Hardbound

In troubled waters

Rajashree Nambiar reviews Swimming with Sharks

|
Published 8 years ago on Apr 19, 2016 3 minutes Read

The financial crisis of 2008 has not only led regulators and governments to scrutinise how the world of finance works, but also forced researchers and journalists to conduct their own investigations into the matter. We have had the privilege to read many such masterpieces over the past seven years, but nothing has been as simple and self-explanatory as Joris Luyendijk’s book Swimming with Sharks. Luyendijk is a Dutch investigative journalist who has more experience of Gaza and Lebanon than the financial districts of London, and whose knowledge about the banking sector was scant at best. Like many, he also believed that bankers were ruthless, competitive, bonus-obsessed sharks and irrelevant to his life. Then, he was assigned to investigate the financial sector in London. Luyendijk’s candid interviews reveal some chilling details about the banking world, but there other very human aspects that give you a very different perspective.

The journalist spoke to elite hedge fund managers, million-dollar-bonus-earning investment bankers, demoralised back-office staff, unloved HR managers and those made redundant in the industry’s regular ‘culls’. These insiders confessed to being overwhelmed by the technological and mathematical opacity in the business. When Lehman Brothers went down in 2008, they said they hoarded food, put their money in gold and prepared to evacuate their children to the countryside. They also said that nothing has changed since the crash.

However, most agreed that even if there are rotten apples on every tree, they get weeded out quickly. Luyendijk says that while from the outside it looks like business as usual, there is total fear inside. And although there are a tonne of new rules, the DNA of the sector is intact: the same conflicts of interest, same perverse incentives and same mentality. The crisis is going to happen again, he adds, except this time we may not have the money or time to bail out banks and avert the real catastrophe. 

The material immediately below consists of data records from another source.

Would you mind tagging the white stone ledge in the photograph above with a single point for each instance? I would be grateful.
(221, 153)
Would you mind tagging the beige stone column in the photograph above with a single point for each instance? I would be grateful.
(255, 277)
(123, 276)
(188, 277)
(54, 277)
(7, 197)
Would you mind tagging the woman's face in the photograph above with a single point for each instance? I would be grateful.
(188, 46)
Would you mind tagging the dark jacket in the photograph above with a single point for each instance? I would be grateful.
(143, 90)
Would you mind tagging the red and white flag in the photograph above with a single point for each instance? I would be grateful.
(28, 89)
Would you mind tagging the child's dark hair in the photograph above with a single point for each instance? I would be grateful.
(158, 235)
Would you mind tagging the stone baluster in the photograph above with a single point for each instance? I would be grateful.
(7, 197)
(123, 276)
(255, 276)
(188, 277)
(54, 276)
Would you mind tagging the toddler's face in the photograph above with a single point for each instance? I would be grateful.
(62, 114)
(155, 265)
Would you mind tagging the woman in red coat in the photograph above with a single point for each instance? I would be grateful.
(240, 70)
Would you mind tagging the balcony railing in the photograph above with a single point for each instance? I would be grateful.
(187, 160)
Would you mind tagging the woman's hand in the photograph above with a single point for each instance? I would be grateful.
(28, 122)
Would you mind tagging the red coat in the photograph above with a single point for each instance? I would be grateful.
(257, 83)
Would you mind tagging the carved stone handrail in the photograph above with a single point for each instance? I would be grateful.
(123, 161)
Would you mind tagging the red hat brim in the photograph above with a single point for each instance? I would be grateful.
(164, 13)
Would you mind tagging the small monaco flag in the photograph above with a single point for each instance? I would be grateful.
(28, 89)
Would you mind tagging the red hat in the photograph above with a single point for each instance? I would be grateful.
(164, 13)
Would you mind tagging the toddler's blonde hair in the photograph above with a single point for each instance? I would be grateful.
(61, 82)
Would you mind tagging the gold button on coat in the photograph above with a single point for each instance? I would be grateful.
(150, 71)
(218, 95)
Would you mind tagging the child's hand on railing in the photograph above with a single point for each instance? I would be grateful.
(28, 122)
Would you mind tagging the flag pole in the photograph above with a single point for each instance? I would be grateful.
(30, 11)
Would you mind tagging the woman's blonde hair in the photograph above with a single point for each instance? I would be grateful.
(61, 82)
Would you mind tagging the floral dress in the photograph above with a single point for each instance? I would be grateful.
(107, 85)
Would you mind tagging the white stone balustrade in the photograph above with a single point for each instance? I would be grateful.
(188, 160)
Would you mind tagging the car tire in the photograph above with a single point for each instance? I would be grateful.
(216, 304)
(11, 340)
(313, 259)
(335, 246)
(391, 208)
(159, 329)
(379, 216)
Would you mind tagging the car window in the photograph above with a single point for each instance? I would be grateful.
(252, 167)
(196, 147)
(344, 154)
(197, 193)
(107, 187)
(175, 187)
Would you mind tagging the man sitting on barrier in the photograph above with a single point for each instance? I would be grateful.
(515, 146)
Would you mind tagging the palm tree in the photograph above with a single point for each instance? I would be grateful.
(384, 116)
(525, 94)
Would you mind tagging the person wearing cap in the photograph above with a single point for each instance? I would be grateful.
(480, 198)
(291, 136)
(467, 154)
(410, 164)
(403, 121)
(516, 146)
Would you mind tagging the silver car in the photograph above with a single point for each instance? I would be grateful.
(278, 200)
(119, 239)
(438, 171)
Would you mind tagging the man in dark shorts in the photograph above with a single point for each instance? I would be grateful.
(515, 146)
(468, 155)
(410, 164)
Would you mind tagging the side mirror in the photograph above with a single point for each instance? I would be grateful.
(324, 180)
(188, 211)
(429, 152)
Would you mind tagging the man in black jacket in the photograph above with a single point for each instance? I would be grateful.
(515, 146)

Luyendijk explains that finance does not so much need a better culture or nicer bankers as it does a better architecture. It should no longer be legal or lucrative for a banker to act against the interests of clients, shareholders, taxpayers, the economy, or even the bank itself. But how will this be implemented? After all, banks are organised globally, so they can play off one country against the other. The book explains that very large and complex financial firms often end up creating ‘too big to fail’ institutions that do not internalise the social risks of their actions. 

After reading the book, one can clearly see through the vulnerability of individual bankers in the system and the way excessive risk-taking has affected its stability. But the author says we need to have faith that regulators and individual bankers will strive for better regulated, sustainable and stable institutions, without any shortcuts. But Luyendijk ends the book on a chilling note, asking, ‘What if the bankers themselves aren’t the real enemy? What if the truth about global finance is more sinister than that?’